Vipers and Virtuosos (Monsters & Muses, #2)(32)
Nothing like adding social pariah to a résumé, right before you’re supposed to go off to college.
Boyd doesn’t approve of the idea at first, mainly because he works and thinks I need a babysitter, but eventually Fiona gets him to relent, and soon I’m spending my weeks learning AP chemistry and forensics online and fine-tuning my web design skills.
Some days, it’s easier than others to push the thoughts of Aiden from my mind.
But the guilt never ceases.
Unfortunately, my brother has set up some kind of protective firewall, so even if I wanted to contact anyone in Aiden’s life who could reach him, I can’t. At least, not electronically, and I have no clue where I’d even send a letter.
But that doesn’t keep people from contacting me.
It’s not long before an envelope shows up on my doorstep, the contents inside making me vomit into the kitchen sink.
More photographs of me and Aiden traipsing around New York—even though he’s got that disguise on, and I’m in those oversized sweats, I can tell it’s us. At the dry cleaners, again in the park, and finally in the tattoo shop.
They’re intimate pictures; ones that had to have been taken from a close vantage point.
Still, they aren’t the most unsettling thing in the envelope.
Evidence of my entire existence—my birth certificate, vaccination records, and itemized lists of every class and extracurricular I’ve taken, every website I’ve ever visited, my exact locations in New York City. They all fall out with the pictures and a note that only says “We know who you are.”
Tension notches against my sternum, permanently etching itself into my skeleton. I stuff the contents in the bottom of my dresser drawer, heart beating so hard that I’m afraid it might bust through my rib cage and splatter all over the floor.
Would serve me right.
I sit on the envelope for a few days in silence, trying to figure out what to do. If I tell Boyd, he’ll undoubtedly start a war with the James family, and feuds like that have a history of ending poorly.
On the other hand, I find it difficult to believe the James family would send such a cryptic piece of mail without having contacted me another way, or even trying to get me to confess.
Which means… maybe the envelope isn’t from Aiden’s people at all.
Maybe my mother’s ghost is haunting me in a new way, and the people from her past life are starting to catch up with me.
Not wanting to alarm Boyd, I set out with a plan—unsure of what I want the outcome to be, but positive in my convictions not to involve my brother.
The less he knows, the less he can be convicted of later.
I just want to put an end to all of this, and as I spend the next weeks living in fear, constantly looking over my shoulder, I realize there’s only one thing to do.
Blackmail is something of a trade in the town we live in; at one point, just about everyone in King’s Trace has fallen victim to extortion of some degree, and it feels like the most natural thing in the world when I finally dip my toes into that realm.

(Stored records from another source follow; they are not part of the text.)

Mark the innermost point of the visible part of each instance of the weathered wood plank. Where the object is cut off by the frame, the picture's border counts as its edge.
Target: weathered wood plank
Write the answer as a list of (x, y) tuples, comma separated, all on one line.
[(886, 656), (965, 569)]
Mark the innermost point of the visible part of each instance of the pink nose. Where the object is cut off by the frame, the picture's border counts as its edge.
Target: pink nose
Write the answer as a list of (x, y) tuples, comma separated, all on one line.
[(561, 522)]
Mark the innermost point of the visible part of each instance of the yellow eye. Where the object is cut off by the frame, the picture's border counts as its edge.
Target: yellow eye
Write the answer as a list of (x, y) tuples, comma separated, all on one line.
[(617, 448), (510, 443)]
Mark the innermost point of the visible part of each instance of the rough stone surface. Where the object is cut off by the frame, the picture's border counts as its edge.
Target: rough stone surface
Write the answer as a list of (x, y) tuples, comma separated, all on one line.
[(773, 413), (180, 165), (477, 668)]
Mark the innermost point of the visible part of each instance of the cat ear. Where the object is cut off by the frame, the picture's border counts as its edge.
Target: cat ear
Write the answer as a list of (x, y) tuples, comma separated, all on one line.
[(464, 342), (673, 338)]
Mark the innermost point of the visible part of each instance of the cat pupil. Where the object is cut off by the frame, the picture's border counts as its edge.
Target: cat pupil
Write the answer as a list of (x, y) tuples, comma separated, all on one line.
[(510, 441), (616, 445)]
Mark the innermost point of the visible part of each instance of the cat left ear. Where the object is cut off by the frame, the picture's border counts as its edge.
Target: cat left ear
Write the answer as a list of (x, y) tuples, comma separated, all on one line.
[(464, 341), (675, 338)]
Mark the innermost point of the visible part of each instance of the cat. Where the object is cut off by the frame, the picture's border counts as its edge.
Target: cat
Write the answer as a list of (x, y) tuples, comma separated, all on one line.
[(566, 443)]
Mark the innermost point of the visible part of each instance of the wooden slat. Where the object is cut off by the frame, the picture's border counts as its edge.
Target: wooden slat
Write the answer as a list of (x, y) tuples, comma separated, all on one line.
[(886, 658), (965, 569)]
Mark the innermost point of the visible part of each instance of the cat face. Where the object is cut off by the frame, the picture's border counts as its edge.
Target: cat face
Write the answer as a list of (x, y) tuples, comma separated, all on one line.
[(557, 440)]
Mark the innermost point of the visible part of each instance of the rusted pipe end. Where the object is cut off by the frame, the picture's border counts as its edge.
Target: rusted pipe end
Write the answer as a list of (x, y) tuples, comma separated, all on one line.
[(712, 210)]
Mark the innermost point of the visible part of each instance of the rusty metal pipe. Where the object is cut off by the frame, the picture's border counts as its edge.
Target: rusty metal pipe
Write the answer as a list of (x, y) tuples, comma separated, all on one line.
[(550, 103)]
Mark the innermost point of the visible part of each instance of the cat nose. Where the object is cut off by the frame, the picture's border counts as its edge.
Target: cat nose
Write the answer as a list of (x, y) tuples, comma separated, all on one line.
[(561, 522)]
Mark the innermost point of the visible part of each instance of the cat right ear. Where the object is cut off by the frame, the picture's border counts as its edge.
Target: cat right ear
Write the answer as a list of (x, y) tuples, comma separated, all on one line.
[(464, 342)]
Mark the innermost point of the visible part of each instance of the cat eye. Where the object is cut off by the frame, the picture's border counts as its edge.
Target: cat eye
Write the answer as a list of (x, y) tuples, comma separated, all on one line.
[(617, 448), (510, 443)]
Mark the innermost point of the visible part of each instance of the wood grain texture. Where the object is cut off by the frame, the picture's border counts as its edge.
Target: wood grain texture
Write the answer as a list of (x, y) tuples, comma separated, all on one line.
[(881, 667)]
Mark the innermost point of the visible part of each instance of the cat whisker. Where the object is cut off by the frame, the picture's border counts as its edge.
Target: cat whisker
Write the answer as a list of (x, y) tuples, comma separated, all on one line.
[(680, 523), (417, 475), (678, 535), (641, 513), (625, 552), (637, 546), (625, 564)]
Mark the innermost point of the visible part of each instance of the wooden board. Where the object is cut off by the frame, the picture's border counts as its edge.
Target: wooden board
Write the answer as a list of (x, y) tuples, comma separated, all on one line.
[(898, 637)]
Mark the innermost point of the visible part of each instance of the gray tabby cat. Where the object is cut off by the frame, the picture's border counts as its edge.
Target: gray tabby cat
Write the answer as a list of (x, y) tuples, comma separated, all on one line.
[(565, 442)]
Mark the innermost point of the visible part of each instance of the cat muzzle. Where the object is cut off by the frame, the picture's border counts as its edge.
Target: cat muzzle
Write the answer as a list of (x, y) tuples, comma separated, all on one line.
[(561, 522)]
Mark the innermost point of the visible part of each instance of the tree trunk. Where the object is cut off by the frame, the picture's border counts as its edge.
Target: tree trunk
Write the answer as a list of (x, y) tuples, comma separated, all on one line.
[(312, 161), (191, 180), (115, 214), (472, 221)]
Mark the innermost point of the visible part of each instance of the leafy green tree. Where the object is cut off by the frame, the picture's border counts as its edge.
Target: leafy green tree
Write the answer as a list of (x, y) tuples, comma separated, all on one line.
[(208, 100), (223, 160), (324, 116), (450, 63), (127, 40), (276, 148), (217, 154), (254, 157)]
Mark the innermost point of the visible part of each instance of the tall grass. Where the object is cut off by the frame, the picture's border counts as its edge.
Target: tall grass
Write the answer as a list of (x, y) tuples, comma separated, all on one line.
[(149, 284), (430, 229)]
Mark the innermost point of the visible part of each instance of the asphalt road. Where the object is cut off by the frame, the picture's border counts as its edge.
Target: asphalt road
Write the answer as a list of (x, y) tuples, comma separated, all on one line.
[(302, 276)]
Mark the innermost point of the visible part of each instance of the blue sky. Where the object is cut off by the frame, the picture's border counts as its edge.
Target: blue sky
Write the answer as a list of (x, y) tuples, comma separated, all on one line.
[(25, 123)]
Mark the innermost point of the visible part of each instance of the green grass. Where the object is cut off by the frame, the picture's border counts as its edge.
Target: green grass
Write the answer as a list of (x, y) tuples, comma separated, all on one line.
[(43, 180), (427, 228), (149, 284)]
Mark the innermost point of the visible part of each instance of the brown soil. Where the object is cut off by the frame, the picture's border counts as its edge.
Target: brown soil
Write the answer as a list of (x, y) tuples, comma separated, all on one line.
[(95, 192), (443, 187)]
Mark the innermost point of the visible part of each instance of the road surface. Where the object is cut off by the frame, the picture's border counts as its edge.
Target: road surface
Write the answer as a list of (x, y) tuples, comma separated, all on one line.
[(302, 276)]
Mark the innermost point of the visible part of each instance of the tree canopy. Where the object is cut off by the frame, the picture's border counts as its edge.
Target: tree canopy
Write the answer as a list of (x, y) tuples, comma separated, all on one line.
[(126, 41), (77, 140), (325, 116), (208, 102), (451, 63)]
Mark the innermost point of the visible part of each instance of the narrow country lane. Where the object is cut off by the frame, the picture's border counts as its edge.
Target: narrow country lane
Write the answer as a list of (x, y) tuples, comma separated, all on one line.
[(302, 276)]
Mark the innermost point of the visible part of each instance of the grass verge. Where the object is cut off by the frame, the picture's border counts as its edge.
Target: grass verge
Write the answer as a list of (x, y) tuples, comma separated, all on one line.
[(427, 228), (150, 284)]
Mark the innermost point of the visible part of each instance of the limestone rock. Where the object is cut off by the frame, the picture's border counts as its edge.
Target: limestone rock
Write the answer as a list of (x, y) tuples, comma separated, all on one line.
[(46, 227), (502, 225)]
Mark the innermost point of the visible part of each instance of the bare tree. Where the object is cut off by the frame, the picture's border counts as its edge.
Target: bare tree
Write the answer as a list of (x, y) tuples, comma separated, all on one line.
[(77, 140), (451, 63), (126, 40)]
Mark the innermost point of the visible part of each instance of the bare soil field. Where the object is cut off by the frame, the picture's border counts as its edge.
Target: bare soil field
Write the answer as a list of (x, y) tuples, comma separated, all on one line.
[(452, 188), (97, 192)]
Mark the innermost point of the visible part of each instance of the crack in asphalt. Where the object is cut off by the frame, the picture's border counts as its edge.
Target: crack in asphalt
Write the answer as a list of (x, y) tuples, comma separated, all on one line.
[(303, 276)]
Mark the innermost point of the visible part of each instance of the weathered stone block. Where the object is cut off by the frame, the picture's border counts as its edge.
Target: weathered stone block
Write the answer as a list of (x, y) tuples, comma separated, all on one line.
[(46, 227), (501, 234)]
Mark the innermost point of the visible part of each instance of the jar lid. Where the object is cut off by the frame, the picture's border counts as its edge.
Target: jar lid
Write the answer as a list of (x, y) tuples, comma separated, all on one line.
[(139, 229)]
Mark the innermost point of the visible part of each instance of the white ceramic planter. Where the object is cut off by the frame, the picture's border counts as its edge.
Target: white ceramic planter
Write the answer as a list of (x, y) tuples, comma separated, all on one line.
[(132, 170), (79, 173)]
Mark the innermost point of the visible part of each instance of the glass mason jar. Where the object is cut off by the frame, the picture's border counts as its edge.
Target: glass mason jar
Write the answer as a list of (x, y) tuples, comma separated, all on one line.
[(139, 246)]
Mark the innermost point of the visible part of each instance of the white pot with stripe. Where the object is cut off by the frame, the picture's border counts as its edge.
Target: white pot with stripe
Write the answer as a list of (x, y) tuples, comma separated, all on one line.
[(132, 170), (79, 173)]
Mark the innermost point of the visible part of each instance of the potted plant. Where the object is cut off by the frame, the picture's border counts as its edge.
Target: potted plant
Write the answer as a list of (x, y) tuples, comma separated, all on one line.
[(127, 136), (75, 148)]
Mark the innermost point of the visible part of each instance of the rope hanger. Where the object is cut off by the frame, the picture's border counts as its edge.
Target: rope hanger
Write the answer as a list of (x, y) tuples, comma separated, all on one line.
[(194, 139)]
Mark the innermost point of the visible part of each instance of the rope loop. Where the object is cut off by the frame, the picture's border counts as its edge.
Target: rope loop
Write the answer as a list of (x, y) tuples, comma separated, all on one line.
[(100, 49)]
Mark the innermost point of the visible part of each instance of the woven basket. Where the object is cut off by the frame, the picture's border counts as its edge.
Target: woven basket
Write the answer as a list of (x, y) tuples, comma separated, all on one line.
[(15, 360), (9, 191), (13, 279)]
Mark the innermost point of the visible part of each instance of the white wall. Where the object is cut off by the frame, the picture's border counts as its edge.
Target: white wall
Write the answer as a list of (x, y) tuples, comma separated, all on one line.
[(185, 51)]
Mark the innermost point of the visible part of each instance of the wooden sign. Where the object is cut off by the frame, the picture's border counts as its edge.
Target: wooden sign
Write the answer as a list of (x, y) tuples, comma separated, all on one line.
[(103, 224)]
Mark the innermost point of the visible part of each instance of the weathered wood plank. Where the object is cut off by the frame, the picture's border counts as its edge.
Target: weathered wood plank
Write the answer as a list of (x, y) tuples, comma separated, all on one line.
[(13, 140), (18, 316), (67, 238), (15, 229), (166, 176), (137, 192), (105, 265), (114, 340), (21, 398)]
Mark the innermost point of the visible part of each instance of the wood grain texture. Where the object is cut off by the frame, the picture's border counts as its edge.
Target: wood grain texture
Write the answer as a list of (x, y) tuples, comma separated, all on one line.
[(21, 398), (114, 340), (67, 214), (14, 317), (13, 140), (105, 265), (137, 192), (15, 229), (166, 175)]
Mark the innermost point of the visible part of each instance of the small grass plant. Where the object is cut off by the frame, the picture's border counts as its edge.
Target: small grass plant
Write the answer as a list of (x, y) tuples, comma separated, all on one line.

There’s exactly one man I trust—outside of my brother. I haven’t seen him since he saved my life after the attack, but I know without a doubt he’ll be able to help me.
However, he’s not a man you can approach and just ask a favor.
You have to force his hand.
15
My knee bounces, intermittently colliding with the underside of Boyd’s oak desk.
The air in his office is suffocating, though part of me thinks that has more to do with why I’m here than anything else.
It could also be the fact that, for the first time, I’m in public without a shred of makeup on, the scars on my face painfully visible. It’s supposed to add a layer of vulnerability, but all it really makes me want to do is hide inside myself.
On the computer monitor, I watch Boyd and Fiona exit Ivers International; they get into his car and head to lunch downtown, leaving me alone in the building.
It’s a Saturday, so the only one working is my brother, giving me the perfect opportunity to continue my plan unimpeded.
Weeks have passed, silence from the sender of the envelope making me nervous. I’m still not sure what’s going on, exactly—only that I need to act before the other shoe drops.
Wiping my palms on my jeans, I let the denim material absorb my perspiration.
Minutes later, a tall, slender figure approaches the front doors; I hit the code on Boyd’s computer, disabling the alarm system and unlocking the building, and the man enters quickly.
Dressed in a trench coat with the collar pulled up around his neck, and a black hat too warm for spring, he crosses the downstairs lobby to the elevators, slipping inside like a shadow.
My stomach tightens, nerves bundling together like that might keep them safe.
Tremors rack through me as I wait, somehow feeling like prey, even though the man in question has no idea what he’s about to walk in on.
At least, that’s the hope. Somehow, I’ve managed to evade his identification over the last few weeks, my anonymity paramount to dragging him from whatever depths of hell a man like him lives in.
Alarm bells ring in my ears as the door handle turns, and for a second, I consider diving beneath the desk and hiding. Throwing away all my hard work because of my anxiety.
I shouldn’t be fucking with a man nicknamed Doctor Death. Definitely shouldn’t be interfering with his recent marriage, especially since rumor has it that he’s willing to kill for his wife.